Nothing
#' Compute the predicted survival probabilities obtained
#' from the PRC models
#'
#' This function computes the predicted survival probabilities
#' for the for the PRC-LMM model proposed
#' in Signorelli et al. (2021)
#'
#' @param step1 the output of \code{\link{fit_lmms}} (step 1
#' of the estimation of PRC-LMM)
#' @param step2 the output of \code{\link{summarize_lmms}} (step 2
#' of the estimation of PRC-LMM)
#' @param step3 the output of \code{\link{fit_prclmm}} (step 3
#' of the estimation of PRC-LMM)
#' @param times numeric vector with the time points at which
#' to estimate the time-dependent AUC
#' @param new.longdata longitudinal data if you want to compute
#' predictions for new subjects on which the model was not trained.

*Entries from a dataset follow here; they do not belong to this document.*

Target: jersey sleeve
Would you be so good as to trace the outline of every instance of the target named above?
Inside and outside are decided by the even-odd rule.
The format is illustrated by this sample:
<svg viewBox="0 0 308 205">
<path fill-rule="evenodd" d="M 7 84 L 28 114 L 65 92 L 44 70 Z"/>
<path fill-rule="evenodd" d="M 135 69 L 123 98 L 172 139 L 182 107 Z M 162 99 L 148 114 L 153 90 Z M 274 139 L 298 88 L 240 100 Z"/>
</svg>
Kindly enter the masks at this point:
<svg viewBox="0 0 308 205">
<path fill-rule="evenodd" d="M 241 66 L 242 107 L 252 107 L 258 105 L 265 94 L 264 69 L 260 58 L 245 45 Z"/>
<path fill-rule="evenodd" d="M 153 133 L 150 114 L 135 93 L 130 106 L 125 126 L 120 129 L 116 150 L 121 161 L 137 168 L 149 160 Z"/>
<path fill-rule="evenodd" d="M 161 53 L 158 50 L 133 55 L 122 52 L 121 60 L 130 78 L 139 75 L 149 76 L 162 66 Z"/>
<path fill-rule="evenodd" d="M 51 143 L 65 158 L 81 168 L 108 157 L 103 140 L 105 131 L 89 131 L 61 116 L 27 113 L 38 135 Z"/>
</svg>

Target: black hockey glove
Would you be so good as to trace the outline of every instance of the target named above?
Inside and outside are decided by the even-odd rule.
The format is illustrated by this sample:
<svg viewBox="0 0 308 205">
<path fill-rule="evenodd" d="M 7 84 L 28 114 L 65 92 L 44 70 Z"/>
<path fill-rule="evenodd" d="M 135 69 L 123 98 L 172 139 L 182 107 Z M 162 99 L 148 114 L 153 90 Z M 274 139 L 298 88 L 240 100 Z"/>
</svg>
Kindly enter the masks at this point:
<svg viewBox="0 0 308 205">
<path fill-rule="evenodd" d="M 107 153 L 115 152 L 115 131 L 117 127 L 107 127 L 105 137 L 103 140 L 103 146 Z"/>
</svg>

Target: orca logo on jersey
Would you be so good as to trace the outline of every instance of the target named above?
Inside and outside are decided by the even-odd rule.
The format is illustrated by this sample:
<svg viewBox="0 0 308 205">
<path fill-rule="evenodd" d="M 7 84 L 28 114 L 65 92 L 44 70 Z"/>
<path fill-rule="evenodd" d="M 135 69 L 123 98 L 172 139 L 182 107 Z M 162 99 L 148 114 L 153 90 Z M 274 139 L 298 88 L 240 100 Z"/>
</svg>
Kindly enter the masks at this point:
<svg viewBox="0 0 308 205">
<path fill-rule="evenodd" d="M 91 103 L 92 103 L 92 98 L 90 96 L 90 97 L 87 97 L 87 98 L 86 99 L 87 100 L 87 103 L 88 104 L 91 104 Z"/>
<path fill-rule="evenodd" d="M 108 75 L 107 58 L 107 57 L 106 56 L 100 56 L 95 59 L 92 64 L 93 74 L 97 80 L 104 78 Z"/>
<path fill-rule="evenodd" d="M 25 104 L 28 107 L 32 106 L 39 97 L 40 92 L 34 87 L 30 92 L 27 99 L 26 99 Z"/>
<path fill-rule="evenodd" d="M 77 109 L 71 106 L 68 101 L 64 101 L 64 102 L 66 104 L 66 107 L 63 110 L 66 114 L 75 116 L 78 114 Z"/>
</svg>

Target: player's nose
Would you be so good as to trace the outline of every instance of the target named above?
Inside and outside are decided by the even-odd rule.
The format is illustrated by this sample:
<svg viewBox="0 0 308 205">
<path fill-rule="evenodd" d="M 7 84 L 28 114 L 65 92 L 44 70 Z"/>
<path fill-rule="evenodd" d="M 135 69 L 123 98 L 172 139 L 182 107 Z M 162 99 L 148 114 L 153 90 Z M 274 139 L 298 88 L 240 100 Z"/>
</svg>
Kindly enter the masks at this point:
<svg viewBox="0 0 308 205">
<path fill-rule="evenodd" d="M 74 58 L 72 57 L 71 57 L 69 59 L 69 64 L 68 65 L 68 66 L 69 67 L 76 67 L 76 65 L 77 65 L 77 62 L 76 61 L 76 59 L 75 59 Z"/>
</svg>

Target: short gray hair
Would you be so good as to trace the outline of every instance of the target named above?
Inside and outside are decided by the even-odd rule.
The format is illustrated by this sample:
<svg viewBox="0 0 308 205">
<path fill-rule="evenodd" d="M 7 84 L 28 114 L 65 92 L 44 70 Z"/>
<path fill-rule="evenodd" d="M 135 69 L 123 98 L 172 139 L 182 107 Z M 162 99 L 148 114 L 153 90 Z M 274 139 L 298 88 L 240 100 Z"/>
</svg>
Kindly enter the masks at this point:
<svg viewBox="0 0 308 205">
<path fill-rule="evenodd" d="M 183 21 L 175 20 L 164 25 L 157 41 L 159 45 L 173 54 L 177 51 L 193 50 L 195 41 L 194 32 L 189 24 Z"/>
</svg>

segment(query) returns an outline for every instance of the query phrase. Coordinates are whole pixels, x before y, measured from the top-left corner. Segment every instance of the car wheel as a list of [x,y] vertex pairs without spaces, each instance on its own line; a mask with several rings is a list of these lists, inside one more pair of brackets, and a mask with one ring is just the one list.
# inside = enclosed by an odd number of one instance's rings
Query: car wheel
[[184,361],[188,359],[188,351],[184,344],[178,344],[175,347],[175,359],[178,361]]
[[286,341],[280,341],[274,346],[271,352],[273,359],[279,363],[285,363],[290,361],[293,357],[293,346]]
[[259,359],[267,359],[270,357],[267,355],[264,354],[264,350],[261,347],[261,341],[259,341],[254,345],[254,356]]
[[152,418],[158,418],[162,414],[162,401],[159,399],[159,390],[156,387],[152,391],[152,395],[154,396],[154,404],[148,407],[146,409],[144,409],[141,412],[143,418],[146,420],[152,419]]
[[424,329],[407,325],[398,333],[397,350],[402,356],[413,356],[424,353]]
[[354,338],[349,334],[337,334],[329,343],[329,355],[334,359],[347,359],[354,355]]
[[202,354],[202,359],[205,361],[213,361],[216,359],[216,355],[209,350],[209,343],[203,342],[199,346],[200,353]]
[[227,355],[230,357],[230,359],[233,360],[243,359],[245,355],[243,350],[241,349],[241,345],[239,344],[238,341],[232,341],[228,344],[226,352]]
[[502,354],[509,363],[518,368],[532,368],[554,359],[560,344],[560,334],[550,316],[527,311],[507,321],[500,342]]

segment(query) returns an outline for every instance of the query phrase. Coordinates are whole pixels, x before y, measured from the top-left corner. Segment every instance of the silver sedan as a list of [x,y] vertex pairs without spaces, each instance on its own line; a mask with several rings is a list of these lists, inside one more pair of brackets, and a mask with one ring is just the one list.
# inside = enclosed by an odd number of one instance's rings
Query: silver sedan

#' It should comprise an identifier variable called `id`.
#' Default is \code{new.longdata = NULL}
#' @param new.basecovs a dataframe with baseline covariates for the
#' new subjects for which predictions are to be computed.
#' It should comprise an identifier variable called `id`.
#' Only needed if baseline covariates were included in step 3 and
#' \code{new.longdata} is specified. Default is \code{new.basecovs = NULL}
#' @param keep.ranef should a data frame with the predicted random
#' effects be included in the output? Default is \code{FALSE}
#'
#' @return A list containing the function call (\code{call}),
#' a data frame with the predicted survival probabilities
#' computed at the supplied time points (\code{predicted_survival}),
#' and if \code{keep.ranef = TRUE} also the predicted random effects
#' \code{predicted_ranefs}.
#'
#' @import foreach doParallel glmnet survival survivalROC survcomp
#' @export
#'
#' @author Mirko Signorelli
#' @references
#' Signorelli, M. (2024). pencal: an R Package for the Dynamic
#' Prediction of Survival with Many Longitudinal Predictors.
#' To appear in: The R Journal. Preprint: arXiv:2309.15600
#'
#' Signorelli, M., Spitali, P., Al-Khalili Szigyarto, C,
#' The MARK-MD Consortium, Tsonaka, R. (2021).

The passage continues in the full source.